Stiamo perdendo la capacità di stupirci?
Forse la domanda più che essere “se stiamo perdendo la capacità di stupirci” è “come si sta trasformando l’oggetto del nostro stupore”.
Stiamo forse passando da una meraviglia passiva, quella dello spettatore che assiste a un evento eccezionale, a una meraviglia attiva e partecipativa, quella del co-creatore che esplora nuove possibilità insieme a un’intelligenza non umana.
Il rischio di banalizzazione è reale e dipende in gran parte da noi. Se useremo l’IA generativa come una semplice “macchina delle risposte”, un distributore automatico di contenuti, allora sì, il gusto della scoperta e dello sforzo creativo potrebbe atrofizzarsi. Ma se la useremo come una leva per la nostra curiosità, come un modo per porre domande più profonde e per esplorare territori inesplorati della nostra stessa immaginazione, allora potremmo trovarci alle soglie di una nuova era di meraviglia.

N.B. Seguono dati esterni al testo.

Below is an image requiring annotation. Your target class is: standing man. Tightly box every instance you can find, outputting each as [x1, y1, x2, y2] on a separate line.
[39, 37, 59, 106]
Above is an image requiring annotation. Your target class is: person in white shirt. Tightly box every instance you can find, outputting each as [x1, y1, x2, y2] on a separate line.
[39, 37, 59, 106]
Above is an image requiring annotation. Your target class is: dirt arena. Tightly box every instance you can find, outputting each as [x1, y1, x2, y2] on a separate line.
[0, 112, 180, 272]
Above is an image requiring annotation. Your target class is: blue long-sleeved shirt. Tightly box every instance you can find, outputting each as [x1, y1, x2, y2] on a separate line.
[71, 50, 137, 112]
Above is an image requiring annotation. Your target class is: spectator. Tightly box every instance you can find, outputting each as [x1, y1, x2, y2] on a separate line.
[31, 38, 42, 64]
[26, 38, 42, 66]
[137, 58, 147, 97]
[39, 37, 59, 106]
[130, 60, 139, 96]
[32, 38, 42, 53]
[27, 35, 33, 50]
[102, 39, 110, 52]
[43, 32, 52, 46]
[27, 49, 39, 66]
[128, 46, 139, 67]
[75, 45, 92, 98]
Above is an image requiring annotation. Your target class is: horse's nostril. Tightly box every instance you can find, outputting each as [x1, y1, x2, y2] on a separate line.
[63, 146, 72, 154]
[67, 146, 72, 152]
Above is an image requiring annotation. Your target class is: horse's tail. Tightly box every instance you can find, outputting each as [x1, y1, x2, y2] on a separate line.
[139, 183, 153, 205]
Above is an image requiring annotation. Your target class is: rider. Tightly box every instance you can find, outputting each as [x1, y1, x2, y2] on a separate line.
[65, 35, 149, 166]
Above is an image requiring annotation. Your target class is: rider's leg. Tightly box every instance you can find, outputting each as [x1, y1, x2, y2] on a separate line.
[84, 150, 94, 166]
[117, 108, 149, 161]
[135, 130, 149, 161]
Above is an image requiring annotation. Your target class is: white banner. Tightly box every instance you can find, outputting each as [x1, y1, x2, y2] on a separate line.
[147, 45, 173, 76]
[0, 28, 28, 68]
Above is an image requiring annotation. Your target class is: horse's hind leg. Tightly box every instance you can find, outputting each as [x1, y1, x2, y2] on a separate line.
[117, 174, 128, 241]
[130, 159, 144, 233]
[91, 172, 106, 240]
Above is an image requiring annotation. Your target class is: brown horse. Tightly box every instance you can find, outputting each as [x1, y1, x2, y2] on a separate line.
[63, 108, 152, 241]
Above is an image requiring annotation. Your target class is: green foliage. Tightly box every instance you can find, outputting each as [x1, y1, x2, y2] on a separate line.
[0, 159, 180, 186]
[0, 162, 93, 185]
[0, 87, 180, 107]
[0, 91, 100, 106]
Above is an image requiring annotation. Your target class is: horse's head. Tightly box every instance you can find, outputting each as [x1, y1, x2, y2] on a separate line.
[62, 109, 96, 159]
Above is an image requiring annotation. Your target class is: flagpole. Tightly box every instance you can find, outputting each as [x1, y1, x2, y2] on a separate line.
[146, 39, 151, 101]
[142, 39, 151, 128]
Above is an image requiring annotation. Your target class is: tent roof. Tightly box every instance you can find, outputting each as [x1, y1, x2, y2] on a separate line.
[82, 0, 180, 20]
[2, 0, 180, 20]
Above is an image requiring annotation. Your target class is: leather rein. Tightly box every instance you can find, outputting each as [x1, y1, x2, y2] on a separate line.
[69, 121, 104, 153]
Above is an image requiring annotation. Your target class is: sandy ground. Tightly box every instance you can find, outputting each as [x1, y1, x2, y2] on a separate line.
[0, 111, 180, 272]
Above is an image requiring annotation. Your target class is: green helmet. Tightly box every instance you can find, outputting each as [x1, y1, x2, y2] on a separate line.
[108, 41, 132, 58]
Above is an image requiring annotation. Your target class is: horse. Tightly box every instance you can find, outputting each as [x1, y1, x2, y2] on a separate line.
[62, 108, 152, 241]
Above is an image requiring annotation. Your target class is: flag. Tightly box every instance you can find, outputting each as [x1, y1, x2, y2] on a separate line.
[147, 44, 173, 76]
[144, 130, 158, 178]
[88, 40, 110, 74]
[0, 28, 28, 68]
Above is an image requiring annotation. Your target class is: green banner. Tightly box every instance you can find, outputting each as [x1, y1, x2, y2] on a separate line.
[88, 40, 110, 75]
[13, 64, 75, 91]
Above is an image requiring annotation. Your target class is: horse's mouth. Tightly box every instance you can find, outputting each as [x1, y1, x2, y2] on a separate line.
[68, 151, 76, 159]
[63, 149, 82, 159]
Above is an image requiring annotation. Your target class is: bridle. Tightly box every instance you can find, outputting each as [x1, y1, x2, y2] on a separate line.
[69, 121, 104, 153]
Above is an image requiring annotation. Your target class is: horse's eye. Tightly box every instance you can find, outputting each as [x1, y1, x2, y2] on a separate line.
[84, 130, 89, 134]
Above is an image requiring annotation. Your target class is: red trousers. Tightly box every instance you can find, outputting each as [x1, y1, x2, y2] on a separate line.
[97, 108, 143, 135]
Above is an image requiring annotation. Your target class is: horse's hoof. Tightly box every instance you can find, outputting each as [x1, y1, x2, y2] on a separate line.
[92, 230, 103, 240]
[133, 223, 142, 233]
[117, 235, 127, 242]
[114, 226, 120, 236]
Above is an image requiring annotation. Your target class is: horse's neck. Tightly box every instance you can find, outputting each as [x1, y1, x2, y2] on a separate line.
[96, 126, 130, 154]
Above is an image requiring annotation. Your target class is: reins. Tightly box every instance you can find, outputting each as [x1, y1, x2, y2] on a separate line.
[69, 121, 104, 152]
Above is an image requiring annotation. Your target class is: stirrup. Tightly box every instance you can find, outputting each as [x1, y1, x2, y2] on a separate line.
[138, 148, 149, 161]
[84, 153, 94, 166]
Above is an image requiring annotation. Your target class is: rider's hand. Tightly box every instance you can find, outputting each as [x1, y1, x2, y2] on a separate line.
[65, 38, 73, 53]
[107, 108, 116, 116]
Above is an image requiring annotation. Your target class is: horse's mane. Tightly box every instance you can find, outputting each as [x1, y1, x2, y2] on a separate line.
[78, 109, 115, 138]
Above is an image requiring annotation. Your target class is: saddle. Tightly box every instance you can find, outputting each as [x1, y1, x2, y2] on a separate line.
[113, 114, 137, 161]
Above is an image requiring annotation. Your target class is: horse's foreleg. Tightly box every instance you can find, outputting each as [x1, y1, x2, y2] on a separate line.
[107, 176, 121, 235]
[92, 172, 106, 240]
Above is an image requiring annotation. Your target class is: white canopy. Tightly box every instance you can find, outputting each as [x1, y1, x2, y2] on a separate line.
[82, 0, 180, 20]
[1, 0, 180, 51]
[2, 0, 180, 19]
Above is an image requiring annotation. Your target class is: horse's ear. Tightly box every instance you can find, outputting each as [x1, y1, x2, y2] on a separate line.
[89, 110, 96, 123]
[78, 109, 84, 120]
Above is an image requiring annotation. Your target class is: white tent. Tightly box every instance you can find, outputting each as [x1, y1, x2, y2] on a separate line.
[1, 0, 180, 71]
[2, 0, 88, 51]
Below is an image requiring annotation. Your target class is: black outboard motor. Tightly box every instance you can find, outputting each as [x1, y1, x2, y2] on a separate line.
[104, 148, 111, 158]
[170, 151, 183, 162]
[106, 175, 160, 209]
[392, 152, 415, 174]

Per concludere, senza perdersi in troppi pensieri contorti… L’intelligenza artificiale generativa è uno specchio delle nostre intenzioni. Può essere il colpo di grazia alla nostra capacità di stupirci, oppure può fornirci infiniti nuovi motivi per rimanere a bocca aperta.
La scelta, come spesso accade con la tecnologia, spetta a noi.